Consumers can expect to pay more for their potatoes from next week after a difficult year for producers, who are currently selling off some of their table crop to feed animals.
Overproduction in Ireland and Europe led to what Mr Brian Arnold of An Bord Glas described as "an incredibly good year for consumers but a disaster for producers".
Already up to 70,000 tonnes of potatoes grown for human consumption have been sold off at prices as low as £20 a tonne for animal feed.
Wholesale prices for potatoes have fallen to a low of £85 pounds a tonne for Records and £90 a tonne for Kerr Pinks.
However, good-quality Rooster potatoes held their prices at £130 to £180 a tonne.
Mr Arnold said that comparisons between prices paid this year and this time last year probably did not properly reflect the real situation.
"Growers could not get their crops out of the ground in the autumn of 1998 because of the terrible weather, and some potatoes stayed in the ground until the spring of last year," he said.
This had led to a scarcity of good-quality potatoes which had pushed up the price around this time last year.
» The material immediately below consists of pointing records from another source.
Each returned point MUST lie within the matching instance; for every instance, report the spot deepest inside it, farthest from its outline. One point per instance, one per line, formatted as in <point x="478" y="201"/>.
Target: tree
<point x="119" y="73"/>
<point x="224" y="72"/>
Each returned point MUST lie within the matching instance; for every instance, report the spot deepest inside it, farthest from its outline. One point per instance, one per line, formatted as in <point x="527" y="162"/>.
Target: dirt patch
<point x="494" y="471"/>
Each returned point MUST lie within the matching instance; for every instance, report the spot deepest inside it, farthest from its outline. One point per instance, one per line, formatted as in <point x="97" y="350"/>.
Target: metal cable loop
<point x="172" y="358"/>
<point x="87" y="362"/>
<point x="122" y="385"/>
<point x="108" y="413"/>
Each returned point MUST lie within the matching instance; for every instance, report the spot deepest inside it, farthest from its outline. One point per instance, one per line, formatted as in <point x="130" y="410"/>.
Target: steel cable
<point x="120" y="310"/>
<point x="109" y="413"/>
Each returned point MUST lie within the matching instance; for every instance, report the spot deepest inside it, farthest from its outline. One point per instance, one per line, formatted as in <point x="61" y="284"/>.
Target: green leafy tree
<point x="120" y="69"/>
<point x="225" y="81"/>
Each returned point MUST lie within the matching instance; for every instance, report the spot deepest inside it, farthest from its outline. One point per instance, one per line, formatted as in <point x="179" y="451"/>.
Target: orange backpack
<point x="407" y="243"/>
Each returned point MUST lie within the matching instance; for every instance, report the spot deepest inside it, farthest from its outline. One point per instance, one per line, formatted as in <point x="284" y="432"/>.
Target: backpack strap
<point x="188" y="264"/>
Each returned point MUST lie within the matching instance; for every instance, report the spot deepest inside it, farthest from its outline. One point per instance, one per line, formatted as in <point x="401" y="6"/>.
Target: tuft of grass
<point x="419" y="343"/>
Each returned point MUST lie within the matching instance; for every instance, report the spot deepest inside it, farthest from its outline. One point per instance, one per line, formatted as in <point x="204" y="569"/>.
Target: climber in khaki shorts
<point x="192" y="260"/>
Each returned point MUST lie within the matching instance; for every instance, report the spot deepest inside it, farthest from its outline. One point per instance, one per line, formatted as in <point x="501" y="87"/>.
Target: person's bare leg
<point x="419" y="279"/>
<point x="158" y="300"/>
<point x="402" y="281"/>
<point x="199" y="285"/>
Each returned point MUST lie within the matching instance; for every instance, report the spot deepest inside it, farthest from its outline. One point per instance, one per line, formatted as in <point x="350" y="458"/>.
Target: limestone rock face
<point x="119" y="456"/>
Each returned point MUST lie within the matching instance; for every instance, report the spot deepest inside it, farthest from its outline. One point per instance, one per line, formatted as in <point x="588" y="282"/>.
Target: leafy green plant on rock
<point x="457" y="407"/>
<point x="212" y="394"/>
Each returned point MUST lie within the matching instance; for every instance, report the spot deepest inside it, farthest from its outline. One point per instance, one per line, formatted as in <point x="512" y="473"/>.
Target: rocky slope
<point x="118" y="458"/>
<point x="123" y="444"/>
However, according to Mr Malachy Mitchell, who co-ordinates the potato sector for the Irish Farmers' Association, bad weather last September had also prevented maincrop harvesting and had created quality difficulties for this winter's crop.
"It has been a very bad year for the growers, but the main problem has been an overproduction of potatoes in Europe as a whole, which has led to low prices for the producer," he said.
Mr Mitchell said there were indications from Britain that there would be a smaller acreage of potatoes planted this autumn.
"We have no figures on what has happened here yet but there may be a reduction in acreage," he said.
Both men agreed that by next week, when the first of the new potatoes arrive from Wexford, the situation should improve for the growers.
There are roughly half-a-million acres of potatoes planted in the Republic annually by 1,000 growers who produce in the region of a half-million tonnes.